Her anımızı mutlu geçiremeyiz. Zaten mutluluk bir düzmecedir. Mutlu olmak için başkalarının kalbine, takdirine, onayına varlığına muhtaçken insan nasıl özgür hissedebilir ve kendine saygı duyabilir. Kendine saygı duymadan mutlu hissedebilir mi?
***
Özgür hissetmediğimiz bir yaşamda ruh, bedene sıkışıp kalır. Bu durumda mutluluktan söz edilemez. Bağımsız ve özerk bir şekilde mutluluk tanımımızı belirlemeliyiz. Mutluluk sanılan şeyin; çevre, aile, toplum tarafından eylemlerimizi, tutkularımızı, eğilimlerimizi belirlediğini fark edeceksiniz.
Olduğun kişiyi sevmek, olduğun şeyin farkına varmak, olduğun şey olmaya cesaret etmek kendi mutluluk tanımını bulmana yardımcı olacaktır. Aksi durumda sana dışarıdan dayatılmış, sana ait olmayan "mutluluk" tanımınla mutsuzluk içinde yaşamı ıskalayacaksın.
***
Andrey Tarkovski'ye sorarlar," bu dünyada doğduğun için mutlu musun?" "Bu dünya mutluluğun aranacağı yer değil, bu dünya birileri mutlu olsun diye oluşmadı. Ancak buna rağmen birçok insan doğduğumuz bu dünyadaki varoluşun amacını "mutluluk" olarak görüyor.

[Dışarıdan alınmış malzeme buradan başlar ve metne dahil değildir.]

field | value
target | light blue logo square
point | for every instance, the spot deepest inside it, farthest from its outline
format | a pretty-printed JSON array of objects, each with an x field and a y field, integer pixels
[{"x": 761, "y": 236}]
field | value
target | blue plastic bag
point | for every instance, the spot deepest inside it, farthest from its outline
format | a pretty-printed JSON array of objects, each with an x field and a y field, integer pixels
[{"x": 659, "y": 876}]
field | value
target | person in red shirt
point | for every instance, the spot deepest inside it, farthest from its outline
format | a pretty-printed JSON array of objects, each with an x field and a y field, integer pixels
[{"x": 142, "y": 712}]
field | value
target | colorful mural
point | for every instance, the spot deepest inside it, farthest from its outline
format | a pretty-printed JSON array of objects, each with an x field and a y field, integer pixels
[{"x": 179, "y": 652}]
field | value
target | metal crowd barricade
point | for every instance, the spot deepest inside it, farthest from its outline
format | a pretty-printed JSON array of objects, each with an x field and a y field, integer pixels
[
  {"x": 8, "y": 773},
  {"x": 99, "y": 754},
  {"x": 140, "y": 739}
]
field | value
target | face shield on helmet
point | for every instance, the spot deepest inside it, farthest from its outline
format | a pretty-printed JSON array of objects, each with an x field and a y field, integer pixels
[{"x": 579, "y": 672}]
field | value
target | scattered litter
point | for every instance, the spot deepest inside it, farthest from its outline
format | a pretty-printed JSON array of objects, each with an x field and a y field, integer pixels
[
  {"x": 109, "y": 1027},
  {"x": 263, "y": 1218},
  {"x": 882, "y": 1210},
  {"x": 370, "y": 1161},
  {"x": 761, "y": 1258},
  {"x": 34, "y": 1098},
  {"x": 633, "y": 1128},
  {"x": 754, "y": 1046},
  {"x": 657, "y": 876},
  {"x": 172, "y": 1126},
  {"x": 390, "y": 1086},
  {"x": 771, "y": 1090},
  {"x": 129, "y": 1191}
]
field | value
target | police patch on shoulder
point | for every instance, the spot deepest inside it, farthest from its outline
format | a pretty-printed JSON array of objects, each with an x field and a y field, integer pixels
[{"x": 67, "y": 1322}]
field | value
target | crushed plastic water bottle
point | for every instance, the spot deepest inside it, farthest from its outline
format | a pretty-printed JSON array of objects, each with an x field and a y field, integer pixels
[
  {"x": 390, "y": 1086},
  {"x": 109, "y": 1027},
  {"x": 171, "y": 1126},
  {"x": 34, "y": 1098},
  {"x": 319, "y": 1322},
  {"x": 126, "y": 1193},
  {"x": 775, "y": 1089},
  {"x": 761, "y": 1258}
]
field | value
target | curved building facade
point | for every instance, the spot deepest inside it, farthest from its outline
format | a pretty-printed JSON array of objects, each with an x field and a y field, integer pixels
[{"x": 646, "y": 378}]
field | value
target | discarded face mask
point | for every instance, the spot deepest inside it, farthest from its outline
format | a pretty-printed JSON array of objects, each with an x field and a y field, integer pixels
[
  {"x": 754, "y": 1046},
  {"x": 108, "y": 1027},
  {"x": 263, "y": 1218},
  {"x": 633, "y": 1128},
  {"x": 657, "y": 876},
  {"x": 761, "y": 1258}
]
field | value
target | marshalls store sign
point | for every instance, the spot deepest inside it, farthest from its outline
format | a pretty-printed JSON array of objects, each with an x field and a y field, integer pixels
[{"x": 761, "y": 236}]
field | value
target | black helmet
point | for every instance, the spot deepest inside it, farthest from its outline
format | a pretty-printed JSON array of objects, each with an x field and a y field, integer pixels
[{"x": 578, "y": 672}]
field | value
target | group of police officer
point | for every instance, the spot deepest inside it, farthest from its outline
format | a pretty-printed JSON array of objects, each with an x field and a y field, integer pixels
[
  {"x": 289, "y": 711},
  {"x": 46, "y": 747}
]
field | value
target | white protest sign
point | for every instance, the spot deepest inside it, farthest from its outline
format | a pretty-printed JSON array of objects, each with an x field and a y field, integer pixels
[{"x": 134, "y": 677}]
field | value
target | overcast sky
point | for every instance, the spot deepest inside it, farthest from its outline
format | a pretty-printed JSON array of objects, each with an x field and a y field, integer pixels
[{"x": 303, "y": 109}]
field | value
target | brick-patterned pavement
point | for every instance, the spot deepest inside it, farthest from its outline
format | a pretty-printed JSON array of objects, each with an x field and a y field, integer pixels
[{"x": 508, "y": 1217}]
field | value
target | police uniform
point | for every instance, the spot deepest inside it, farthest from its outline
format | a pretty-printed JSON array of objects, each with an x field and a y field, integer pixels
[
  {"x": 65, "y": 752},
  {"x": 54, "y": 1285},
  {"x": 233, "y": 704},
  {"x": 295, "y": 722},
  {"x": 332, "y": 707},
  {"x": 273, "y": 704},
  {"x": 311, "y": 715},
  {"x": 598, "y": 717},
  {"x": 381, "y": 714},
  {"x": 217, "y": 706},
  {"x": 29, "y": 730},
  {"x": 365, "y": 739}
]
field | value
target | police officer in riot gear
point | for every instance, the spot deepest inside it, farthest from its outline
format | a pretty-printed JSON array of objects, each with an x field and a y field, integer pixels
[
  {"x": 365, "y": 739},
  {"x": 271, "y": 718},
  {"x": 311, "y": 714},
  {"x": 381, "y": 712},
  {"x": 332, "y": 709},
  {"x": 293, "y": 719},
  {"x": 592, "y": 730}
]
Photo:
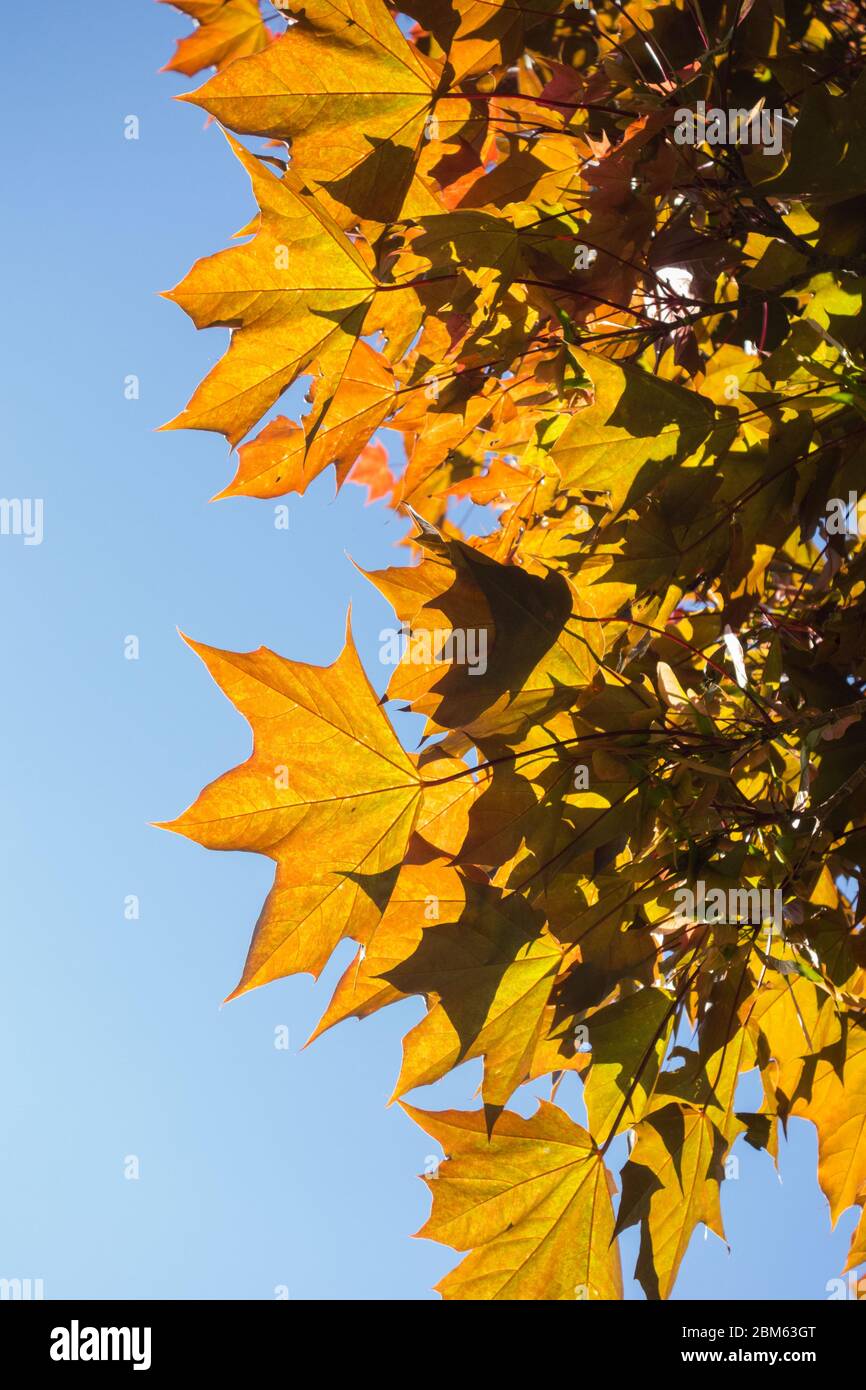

Bu dünya mücadele etmemiz için var. İçimizdeki iyilik ve kötülük savaşsın ve iyilik kazansın ki ruhsal olarak gelişelim" der.
SON SÖZ
Özetle bize başarıyı, gücü, parayı, eğlenceyi mutluluk olarak sunan bu yanılsama bir mutluluk alegorisidir ve bizim kendimize dönmemize bir engeldir.